Run smtop in a terminal to refresh continuously. Press q to quit.

Useful options:

  • smtop --once: print one snapshot.
  • smtop --free: only show nodes with free GPUs.
  • smtop -d 5: refresh every five seconds.
  • smtop -n 10: refresh ten times and exit.
  • smtop --gpu-metrics local: show live nvidia-smi util, memory, power, temp, and fan data for the current node.
  • smtop --gpu-metrics ssh: query Slurm GPU nodes with ssh <node> nvidia-smi ....
  • smtop --gpu-interval 10: sample GPU telemetry every ten seconds while still refreshing Slurm state at the main delay.
  • smtop --no-ssh-unlock: disable helper jobs and use plain ssh telemetry only.

The main table is node-level: each row aggregates all GPUs on one Slurm node. GPU utilization is averaged, GPU memory and power are summed, and temperature is the hottest GPU on that node.

The live curses UI uses an nvitop-style layout with boxed node telemetry, block bars for memory and utilization, cluster resource bars, and a boxed job queue.

Interactive controls:

  • Up/down arrows select node or job rows; Tab switches between the node and job panels.
  • Mouse clicks select visible node or job rows; mouse wheel moves selection within the panel under the cursor.
  • Click outside selectable rows, or press c, to clear the current selection.
  • Press Enter on a selected GPU node to open nvitop on that node over ssh; press q in nvitop to return to smtop.
  • Press k on your own selected job to open a confirmation dialog for scancel.

By default, smtop uses ssh telemetry and, for nodes that reject ssh, submits CPU-only helper jobs to establish persistent SSH master connections. Helper jobs request one CPU, 100M memory, no GPU, and sleep for 15 minutes by default. They are submitted in parallel. For unlocked nodes, smtop starts a persistent SSH telemetry channel while the helper job is active, then cancels the helper job after that node returns its first successful GPU telemetry sample. Use --unlock-hold-jobs if your cluster needs the helper jobs to stay alive for every telemetry refresh, or --unlock-keep-jobs to leave helper jobs running after smtop exits. To avoid repeated helper churn on nodes that keep rejecting or dropping telemetry, smtop submits at most three helper jobs per node per run by default; change this with --unlock-max-attempts.

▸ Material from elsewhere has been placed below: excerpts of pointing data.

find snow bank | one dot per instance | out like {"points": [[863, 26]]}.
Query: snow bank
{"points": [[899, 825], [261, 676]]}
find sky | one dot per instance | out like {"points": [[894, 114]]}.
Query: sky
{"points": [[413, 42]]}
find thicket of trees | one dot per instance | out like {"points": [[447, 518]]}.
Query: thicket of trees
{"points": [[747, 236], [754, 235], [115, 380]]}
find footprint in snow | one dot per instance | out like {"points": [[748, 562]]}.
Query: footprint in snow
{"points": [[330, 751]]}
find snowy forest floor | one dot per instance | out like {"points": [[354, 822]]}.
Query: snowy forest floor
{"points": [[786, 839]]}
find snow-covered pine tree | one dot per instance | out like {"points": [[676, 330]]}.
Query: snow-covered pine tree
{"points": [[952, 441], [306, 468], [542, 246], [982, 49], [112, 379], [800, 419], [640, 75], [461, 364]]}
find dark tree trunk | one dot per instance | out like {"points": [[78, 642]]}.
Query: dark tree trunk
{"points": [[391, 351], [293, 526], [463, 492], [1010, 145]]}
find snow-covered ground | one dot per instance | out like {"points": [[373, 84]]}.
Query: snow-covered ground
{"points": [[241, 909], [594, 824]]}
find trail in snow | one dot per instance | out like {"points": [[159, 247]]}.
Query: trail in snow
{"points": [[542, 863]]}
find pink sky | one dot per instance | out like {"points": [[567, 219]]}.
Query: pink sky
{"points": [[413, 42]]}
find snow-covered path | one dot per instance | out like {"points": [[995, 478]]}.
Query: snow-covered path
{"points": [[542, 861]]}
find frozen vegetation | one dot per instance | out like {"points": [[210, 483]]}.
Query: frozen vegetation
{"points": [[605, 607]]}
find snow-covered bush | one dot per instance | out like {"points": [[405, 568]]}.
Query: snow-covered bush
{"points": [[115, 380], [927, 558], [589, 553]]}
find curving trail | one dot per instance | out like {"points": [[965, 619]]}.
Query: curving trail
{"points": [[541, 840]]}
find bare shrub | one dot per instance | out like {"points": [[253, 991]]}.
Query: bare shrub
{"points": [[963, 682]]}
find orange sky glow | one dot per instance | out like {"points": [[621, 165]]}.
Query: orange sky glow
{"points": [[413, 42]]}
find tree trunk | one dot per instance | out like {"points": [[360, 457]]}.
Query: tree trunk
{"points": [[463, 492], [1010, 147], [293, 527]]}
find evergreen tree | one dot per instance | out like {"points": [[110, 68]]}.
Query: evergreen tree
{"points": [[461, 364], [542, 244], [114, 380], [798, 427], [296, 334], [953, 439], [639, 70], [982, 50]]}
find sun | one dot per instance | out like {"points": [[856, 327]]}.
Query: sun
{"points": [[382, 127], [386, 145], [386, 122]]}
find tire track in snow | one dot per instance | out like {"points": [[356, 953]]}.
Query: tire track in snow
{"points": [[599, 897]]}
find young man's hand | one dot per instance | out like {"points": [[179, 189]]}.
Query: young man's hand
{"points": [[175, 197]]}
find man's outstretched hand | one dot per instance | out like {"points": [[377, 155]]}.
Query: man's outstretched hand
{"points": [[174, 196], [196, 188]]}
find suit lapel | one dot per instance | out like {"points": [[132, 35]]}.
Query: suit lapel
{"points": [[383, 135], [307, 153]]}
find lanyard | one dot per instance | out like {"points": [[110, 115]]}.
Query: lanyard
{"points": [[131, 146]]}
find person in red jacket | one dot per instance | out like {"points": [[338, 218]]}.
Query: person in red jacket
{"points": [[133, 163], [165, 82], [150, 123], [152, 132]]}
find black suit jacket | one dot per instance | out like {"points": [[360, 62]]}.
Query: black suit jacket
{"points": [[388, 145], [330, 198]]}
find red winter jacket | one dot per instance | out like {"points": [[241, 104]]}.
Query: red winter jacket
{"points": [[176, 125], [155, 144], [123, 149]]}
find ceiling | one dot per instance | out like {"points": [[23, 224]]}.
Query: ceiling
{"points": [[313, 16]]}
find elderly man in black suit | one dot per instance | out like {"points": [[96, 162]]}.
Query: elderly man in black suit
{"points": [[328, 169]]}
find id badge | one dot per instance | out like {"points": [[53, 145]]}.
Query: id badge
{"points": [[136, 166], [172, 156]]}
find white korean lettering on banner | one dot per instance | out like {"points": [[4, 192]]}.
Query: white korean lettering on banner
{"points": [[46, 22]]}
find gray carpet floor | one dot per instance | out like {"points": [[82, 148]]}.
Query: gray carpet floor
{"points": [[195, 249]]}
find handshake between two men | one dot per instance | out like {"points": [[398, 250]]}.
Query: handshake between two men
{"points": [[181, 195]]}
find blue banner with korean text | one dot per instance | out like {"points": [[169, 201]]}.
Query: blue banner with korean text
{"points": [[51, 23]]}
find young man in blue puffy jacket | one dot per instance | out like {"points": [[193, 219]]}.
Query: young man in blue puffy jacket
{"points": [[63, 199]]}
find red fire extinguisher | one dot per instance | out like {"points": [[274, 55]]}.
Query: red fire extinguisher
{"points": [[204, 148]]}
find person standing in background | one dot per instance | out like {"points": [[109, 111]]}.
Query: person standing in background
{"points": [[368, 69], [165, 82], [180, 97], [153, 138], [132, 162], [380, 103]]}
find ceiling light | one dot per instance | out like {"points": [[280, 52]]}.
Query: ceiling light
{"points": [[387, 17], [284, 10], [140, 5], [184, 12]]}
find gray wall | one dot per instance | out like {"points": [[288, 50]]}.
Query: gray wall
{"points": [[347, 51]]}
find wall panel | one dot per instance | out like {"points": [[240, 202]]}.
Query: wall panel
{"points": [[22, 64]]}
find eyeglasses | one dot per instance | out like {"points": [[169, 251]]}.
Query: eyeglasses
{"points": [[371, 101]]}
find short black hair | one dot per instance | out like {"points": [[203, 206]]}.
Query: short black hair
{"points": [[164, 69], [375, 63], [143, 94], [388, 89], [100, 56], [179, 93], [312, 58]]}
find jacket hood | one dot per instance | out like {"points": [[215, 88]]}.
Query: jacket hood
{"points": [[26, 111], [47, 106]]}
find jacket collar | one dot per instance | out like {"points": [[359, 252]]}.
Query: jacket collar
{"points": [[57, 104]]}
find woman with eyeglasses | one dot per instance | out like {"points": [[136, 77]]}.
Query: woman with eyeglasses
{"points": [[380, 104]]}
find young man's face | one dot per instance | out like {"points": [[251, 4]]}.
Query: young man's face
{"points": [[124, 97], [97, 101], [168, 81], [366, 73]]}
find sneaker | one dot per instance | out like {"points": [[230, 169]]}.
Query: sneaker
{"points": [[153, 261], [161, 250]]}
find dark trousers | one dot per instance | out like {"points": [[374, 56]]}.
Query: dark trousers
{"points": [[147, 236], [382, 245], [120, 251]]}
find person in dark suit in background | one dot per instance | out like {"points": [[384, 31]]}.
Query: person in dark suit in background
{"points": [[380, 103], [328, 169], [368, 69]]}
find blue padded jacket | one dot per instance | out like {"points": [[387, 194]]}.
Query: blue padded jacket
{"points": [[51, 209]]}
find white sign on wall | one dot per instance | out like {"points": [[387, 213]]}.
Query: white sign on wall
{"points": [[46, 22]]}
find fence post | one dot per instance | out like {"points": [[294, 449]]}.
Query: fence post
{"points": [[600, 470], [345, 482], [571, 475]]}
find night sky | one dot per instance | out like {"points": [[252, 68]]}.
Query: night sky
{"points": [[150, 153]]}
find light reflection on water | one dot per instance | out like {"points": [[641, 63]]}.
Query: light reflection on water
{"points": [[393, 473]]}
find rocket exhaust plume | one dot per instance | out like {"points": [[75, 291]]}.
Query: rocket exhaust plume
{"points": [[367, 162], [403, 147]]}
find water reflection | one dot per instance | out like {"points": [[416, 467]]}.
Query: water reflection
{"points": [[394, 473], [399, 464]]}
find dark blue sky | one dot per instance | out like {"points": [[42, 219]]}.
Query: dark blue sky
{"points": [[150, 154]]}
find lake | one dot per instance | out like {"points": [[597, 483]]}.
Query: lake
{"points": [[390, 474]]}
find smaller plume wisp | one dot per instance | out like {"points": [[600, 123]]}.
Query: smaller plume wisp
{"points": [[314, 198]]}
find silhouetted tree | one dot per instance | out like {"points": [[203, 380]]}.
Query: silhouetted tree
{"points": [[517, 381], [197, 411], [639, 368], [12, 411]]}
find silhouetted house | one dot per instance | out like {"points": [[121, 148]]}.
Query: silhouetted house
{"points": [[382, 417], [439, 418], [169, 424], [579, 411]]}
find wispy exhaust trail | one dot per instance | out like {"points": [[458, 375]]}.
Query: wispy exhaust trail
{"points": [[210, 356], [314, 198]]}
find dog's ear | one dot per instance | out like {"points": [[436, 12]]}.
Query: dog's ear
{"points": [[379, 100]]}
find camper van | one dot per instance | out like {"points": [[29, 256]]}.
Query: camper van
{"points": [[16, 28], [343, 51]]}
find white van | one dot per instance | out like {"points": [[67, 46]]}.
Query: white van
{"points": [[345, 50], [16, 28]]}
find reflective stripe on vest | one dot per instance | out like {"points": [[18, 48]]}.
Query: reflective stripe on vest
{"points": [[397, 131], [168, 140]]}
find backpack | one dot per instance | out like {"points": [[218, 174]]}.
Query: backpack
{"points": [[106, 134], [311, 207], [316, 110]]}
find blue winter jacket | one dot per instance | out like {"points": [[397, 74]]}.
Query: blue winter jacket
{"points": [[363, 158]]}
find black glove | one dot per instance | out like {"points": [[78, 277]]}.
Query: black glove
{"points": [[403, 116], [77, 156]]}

Nodes that Slurm reports as unavailable, such as DOWN or NODE_FAIL, are not unlocked or sampled; the node table reports the Slurm state instead.

Unlocking retries SSH master setup for up to 60 seconds by default. The curses UI keeps accepting q and r while telemetry and unlock work runs in the background. If a node still cannot be sampled, the ERR column prefers unlock diagnostics such as unlock submit denied, unlock PD Resources, unlock timeout, unlock metric denied, or unlock nvidia missing over the original access-denied message.

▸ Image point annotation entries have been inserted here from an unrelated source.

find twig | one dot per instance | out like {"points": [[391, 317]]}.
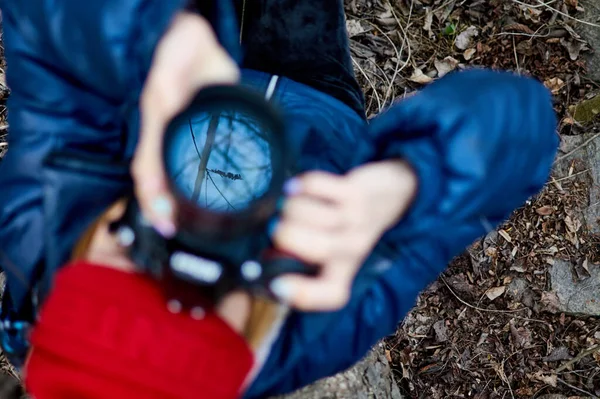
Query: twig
{"points": [[538, 6], [210, 139], [591, 395], [370, 83], [404, 41], [585, 143], [571, 176], [547, 5], [476, 307], [578, 358]]}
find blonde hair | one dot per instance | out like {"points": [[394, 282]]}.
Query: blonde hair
{"points": [[265, 315]]}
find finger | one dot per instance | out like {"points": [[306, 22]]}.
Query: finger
{"points": [[312, 212], [150, 181], [322, 185], [309, 244], [328, 292]]}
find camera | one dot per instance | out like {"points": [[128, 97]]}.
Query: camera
{"points": [[227, 158]]}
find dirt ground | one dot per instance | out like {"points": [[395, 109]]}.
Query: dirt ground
{"points": [[491, 326]]}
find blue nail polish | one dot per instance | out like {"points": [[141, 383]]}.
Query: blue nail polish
{"points": [[272, 226], [166, 229], [162, 206], [292, 186], [281, 289], [280, 204]]}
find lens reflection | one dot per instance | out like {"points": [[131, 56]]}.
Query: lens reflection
{"points": [[220, 160]]}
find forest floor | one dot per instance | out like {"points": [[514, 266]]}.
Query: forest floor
{"points": [[496, 324]]}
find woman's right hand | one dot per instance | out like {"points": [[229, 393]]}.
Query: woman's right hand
{"points": [[187, 58]]}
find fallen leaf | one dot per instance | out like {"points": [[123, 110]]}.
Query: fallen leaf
{"points": [[445, 66], [547, 379], [572, 224], [572, 3], [469, 53], [545, 210], [550, 301], [554, 85], [355, 28], [441, 332], [521, 335], [495, 292], [557, 355], [419, 77], [519, 28], [574, 47], [465, 38], [428, 21], [585, 265], [505, 235], [518, 268]]}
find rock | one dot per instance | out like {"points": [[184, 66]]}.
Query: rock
{"points": [[589, 154], [587, 110], [576, 297], [371, 378], [591, 34]]}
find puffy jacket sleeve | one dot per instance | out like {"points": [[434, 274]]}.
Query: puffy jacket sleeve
{"points": [[103, 45], [75, 69], [481, 143]]}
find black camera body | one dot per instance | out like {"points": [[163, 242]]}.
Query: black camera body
{"points": [[227, 159]]}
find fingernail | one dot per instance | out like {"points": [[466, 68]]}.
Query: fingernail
{"points": [[272, 226], [280, 204], [162, 206], [281, 289], [165, 228], [151, 184], [292, 186]]}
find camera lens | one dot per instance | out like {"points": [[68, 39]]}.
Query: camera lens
{"points": [[221, 160], [225, 155]]}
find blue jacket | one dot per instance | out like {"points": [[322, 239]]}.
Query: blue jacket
{"points": [[481, 143]]}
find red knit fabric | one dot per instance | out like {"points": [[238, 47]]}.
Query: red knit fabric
{"points": [[108, 334]]}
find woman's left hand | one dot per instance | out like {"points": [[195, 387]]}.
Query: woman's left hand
{"points": [[334, 222]]}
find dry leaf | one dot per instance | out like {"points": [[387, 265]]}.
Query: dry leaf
{"points": [[572, 3], [355, 28], [495, 292], [558, 354], [505, 235], [518, 268], [521, 335], [545, 210], [419, 77], [585, 265], [550, 301], [469, 53], [445, 66], [428, 21], [554, 85], [572, 224], [547, 379], [465, 38], [574, 47]]}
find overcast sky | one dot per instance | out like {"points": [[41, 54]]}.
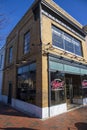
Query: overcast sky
{"points": [[13, 10]]}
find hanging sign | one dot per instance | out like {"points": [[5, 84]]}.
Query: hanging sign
{"points": [[57, 84]]}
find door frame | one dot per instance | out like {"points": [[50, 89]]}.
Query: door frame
{"points": [[9, 99], [70, 89]]}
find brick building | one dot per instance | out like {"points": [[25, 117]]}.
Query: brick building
{"points": [[45, 70]]}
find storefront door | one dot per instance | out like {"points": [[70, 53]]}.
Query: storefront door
{"points": [[69, 91]]}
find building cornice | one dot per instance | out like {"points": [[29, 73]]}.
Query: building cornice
{"points": [[67, 20]]}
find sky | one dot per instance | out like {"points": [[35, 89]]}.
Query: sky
{"points": [[11, 11]]}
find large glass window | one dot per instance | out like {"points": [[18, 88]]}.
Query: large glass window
{"points": [[26, 42], [64, 41], [57, 88], [10, 54], [26, 88]]}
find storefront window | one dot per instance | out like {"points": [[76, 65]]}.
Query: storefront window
{"points": [[84, 86], [57, 88], [26, 89], [65, 41]]}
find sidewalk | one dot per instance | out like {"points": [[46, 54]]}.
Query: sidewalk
{"points": [[11, 119]]}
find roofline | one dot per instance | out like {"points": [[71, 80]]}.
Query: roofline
{"points": [[62, 16]]}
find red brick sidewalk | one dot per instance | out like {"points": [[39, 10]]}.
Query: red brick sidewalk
{"points": [[10, 119]]}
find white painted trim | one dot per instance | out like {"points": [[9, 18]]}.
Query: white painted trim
{"points": [[58, 109]]}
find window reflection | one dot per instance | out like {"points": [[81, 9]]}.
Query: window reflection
{"points": [[64, 41], [26, 89], [57, 88], [84, 86]]}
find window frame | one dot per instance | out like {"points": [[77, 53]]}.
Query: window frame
{"points": [[10, 54], [64, 34], [26, 45]]}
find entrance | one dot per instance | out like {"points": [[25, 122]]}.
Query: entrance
{"points": [[10, 93], [73, 90], [69, 91]]}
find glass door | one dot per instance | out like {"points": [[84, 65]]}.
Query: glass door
{"points": [[69, 91]]}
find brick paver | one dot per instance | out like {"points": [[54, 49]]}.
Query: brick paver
{"points": [[11, 119]]}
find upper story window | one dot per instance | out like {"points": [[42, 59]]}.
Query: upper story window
{"points": [[1, 58], [26, 42], [10, 54], [66, 42]]}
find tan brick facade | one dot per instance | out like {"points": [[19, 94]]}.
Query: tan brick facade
{"points": [[40, 35]]}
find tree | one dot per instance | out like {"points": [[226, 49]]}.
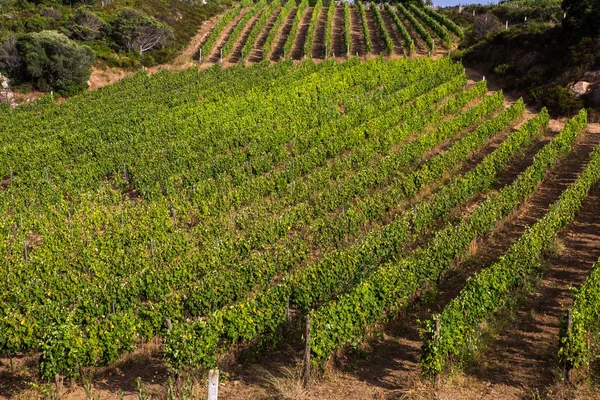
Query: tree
{"points": [[135, 30], [85, 25], [486, 24], [583, 17], [10, 59], [54, 61]]}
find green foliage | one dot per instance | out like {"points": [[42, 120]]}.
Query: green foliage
{"points": [[436, 27], [365, 26], [347, 29], [583, 17], [259, 26], [561, 101], [241, 24], [281, 18], [135, 31], [578, 342], [387, 39], [409, 44], [329, 28], [447, 22], [492, 289], [54, 61], [417, 26], [287, 48], [310, 35]]}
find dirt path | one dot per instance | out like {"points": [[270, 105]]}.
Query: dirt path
{"points": [[236, 53], [337, 32], [191, 51], [257, 52], [358, 45], [523, 359], [282, 35], [223, 38], [420, 46], [393, 31], [376, 39], [301, 33], [318, 50], [434, 36]]}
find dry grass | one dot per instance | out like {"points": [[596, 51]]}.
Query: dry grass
{"points": [[288, 383]]}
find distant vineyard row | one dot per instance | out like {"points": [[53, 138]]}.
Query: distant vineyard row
{"points": [[275, 31]]}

When Enter opens nvitop for a GPU node, smtop temporarily suspends its curses screen and starts ssh -tt <node> bash -lc '<nvitop command>'. At startup, smtop resolves the default nvitop executable and terminfo paths from the local environment and stores those values for later Enter launches, which works well on clusters with shared home directories or shared conda paths. A small transition screen hides the shell while ssh and remote nvitop initialize. Existing smtop SSH masters and persistent telemetry channels stay open; they are only cleaned up when smtop itself exits. Use --nvitop-command to override the remote command or --nvitop-term to override the exported terminal type.

Project details


Download files

Download the file for your platform. If you're not sure which to choose, learn more about installing packages.

Source Distribution

smtop-0.10.11.tar.gz (32.8 kB view details)

Uploaded Source

Built Distribution

If you're not sure about the file name format, learn more about wheel file names.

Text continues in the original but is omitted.